Comme les autres Etats de l’Union, le Texas a son propre code de la route, sa politique scolaire, de santé publique, etc. Mais tout comme une série d’Etats ou de régions au passé raciste, il ne fait pas ce qu’il veut en matière électorale. Et c’est un Texan, le Démocrate Lyndon B. Johnson, qui a introduit la loi interdisant le suffrage censitaire qui excluait jusque là de nombreux Noirs de la vie démocratique.

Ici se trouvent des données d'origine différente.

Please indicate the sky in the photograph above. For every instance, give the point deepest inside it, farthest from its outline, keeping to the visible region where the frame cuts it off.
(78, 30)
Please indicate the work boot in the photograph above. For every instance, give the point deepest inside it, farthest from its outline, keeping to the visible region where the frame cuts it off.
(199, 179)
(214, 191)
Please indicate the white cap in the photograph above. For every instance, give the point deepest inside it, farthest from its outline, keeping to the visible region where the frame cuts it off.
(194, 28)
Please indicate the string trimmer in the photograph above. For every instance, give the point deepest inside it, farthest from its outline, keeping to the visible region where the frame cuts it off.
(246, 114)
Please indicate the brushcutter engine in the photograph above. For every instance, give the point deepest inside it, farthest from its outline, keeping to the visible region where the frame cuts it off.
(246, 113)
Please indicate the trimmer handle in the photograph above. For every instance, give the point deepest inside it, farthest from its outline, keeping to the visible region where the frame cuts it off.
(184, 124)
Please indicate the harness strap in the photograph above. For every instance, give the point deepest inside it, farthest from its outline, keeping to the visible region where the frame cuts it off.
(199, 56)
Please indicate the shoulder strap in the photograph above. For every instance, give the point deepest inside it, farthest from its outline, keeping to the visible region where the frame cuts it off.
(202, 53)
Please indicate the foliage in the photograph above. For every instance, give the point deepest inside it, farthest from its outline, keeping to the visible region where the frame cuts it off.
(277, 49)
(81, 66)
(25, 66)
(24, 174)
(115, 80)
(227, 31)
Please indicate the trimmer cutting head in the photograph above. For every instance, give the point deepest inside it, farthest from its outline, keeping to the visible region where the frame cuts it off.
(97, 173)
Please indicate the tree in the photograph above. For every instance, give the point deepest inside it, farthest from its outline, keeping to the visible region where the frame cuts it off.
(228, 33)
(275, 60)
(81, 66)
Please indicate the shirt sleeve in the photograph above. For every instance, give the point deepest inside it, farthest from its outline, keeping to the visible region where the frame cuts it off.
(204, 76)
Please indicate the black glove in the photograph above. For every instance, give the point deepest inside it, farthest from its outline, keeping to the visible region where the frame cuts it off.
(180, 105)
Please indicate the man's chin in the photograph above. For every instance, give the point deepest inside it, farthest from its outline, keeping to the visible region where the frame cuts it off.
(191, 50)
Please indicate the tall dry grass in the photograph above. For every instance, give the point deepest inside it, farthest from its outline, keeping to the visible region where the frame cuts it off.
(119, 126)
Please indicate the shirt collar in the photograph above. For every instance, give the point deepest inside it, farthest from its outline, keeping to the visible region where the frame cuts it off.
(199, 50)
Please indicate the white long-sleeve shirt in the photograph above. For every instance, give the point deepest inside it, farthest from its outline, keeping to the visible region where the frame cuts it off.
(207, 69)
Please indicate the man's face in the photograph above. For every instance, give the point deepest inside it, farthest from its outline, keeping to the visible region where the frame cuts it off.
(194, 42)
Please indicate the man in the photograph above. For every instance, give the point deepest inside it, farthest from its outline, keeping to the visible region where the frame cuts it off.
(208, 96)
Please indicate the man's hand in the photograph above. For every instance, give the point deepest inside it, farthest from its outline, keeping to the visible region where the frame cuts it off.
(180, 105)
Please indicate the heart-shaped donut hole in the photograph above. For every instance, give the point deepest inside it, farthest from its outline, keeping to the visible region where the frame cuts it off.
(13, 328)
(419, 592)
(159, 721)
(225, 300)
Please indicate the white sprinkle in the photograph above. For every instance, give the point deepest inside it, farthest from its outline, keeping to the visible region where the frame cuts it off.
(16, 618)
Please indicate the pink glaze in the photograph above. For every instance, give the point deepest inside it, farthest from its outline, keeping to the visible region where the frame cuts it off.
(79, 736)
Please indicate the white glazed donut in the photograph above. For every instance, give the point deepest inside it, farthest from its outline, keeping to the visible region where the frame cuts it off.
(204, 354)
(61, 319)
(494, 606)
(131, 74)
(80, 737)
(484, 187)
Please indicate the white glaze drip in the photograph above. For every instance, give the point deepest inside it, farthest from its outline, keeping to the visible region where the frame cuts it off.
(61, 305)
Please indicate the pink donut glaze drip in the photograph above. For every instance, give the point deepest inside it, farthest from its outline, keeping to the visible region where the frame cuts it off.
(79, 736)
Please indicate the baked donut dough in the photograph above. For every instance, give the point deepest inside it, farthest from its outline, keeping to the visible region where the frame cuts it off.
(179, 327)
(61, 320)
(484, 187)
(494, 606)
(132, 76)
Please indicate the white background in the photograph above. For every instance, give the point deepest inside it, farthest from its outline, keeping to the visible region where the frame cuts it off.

Le Voting rights Act de 1965 oblige toujours le Lone Star State à obtenir l’aval fédéral dès qu’il modifie une disposition électorale. Une disposition dépassée pour certains. Mais sur laquelle l’administration Obama s’est appuyée pour censurer deux lois électorales texanes au cours des derniers mois. Journaliste au Texas Tribune, francophone et francophile, Jay Root est revenu pour nous sur cette polémique à l’issue d’un débat sur le sujet samedi, à Austin, dans le cadre du deuxième Tribune Fest.

PS : Jay Root vient de publier un livre électronique analysant l’échec du gouverneur Rick Perry dans la primaire républicaine à l’issue de laquelle Mitt Romney s’est imposé : Oops! (A Diary from the 2012 Campaign Trail).